Using The Canon R5 for Architectural Photography

The first time I picked up the Canon R5 I was amazed with the impressive ‘eye auto focus’ system; finally here was a camera with a superb eye tracking auto focus that I could use in my industrial and corporate work. In the past when shooting portraits on my 5DSR or 5D3 I have always shot many more frames than I currently do simply to ensure that I had achieved critical focus on my subjects eyes. I would also rarely use my beautiful 85mm f1.2 wide open at 1.2 because I just did not trust that I would nail the focus, instead I would stop down a little to f2.5, which in a sense negates the reason for having an f1.2 lens in the first place… Now with the R5 I can confidently shoot moving subjects wide open at f1.2 and enjoy the results from the brilliant L series glass.

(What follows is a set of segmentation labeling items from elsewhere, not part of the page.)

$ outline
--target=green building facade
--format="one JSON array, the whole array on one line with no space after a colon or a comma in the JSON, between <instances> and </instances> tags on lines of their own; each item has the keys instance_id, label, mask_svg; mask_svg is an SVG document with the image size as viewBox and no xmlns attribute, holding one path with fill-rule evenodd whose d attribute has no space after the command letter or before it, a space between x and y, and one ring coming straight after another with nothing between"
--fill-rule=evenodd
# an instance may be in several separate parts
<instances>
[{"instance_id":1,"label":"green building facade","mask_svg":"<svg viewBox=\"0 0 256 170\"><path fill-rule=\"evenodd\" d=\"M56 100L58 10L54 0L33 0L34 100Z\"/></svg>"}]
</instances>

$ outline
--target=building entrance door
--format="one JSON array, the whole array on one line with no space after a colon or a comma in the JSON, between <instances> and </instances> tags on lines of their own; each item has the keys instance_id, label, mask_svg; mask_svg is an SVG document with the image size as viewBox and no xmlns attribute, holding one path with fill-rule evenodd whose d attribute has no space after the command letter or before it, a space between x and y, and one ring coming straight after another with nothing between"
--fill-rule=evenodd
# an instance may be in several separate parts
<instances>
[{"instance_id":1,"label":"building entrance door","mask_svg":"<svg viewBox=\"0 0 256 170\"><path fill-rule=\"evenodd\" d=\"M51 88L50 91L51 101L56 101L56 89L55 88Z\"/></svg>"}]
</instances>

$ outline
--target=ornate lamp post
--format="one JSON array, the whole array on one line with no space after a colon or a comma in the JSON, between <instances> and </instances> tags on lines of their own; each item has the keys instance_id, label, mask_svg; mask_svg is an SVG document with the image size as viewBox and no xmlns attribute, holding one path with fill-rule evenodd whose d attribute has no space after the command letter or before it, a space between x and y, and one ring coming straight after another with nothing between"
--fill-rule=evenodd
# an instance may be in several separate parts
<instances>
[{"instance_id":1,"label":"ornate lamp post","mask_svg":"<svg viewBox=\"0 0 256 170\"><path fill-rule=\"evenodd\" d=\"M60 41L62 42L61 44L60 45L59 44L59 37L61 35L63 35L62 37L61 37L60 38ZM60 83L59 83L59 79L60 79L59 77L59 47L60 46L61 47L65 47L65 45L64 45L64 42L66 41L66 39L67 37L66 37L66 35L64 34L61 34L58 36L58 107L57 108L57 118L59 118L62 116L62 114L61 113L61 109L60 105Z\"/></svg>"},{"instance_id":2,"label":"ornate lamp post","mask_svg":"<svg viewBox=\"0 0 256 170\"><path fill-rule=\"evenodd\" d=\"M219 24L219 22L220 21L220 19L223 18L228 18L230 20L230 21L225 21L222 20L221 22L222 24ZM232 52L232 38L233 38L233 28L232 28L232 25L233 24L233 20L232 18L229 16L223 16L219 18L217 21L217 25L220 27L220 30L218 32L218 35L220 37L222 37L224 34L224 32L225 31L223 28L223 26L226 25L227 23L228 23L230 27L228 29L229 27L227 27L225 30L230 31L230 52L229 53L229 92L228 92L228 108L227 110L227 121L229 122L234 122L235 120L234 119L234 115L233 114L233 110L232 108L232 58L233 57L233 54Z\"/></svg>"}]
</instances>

As an architectural photographer I was very much looking forward to using my much loved and overworked 17mm TS-E tilt shift lens on my new camera. Obviously it would still need to be focused manually, but I was again delighted with the exposure simulation seen in the R5’s viewfinder. Now I can see exactly the exposure I am going to be getting before shooting with the 17mm TS-E. This saves so much time when compared with using the lens on my other DSLR bodies, since shifting the lens causes the exposure meter to give a false reading, it was always necessary to shoot and judge the exposure on the rear LCD. Of course over time I became proficient at estimating the correct exposure, but I far prefer the convenience of the R5

Crown Casino and the Three International Towers at Barangaroo, Darling Harbour, Sydney Australia
Night view…I am delighted with how good the files from this camera are in low light…
The changing face of Darling Harbour…
Crown Casino and the Three International Towers at Barangaroo, Darling Harbour, Sydney Australia
Looking past the National Maritime Museum…
Aerial view of Crown Casino and the Three International Towers at Barangaroo, Darling Harbour, Sydney Australia
Beautiful dusk light over Sydney…Mavic 2 Pro
Detail of the Towers with the EF 70-200 and EF-RF adapter…
Aerial view of Crown Casino and the Three International Towers at Barangaroo, Darling Harbour, Sydney Australia
Getting darker…
Another subject for the 17mm TS-E, handheld…
Aerial view of Crown Casino and the Three International Towers at Barangaroo, Darling Harbour, Sydney Australia
And finally a night shot with the M2 Pro…
Casino details…

All of these images were captured for a specific client, and of course I also captured the aerial panoramic shots using the Mavic 2 Pro drone.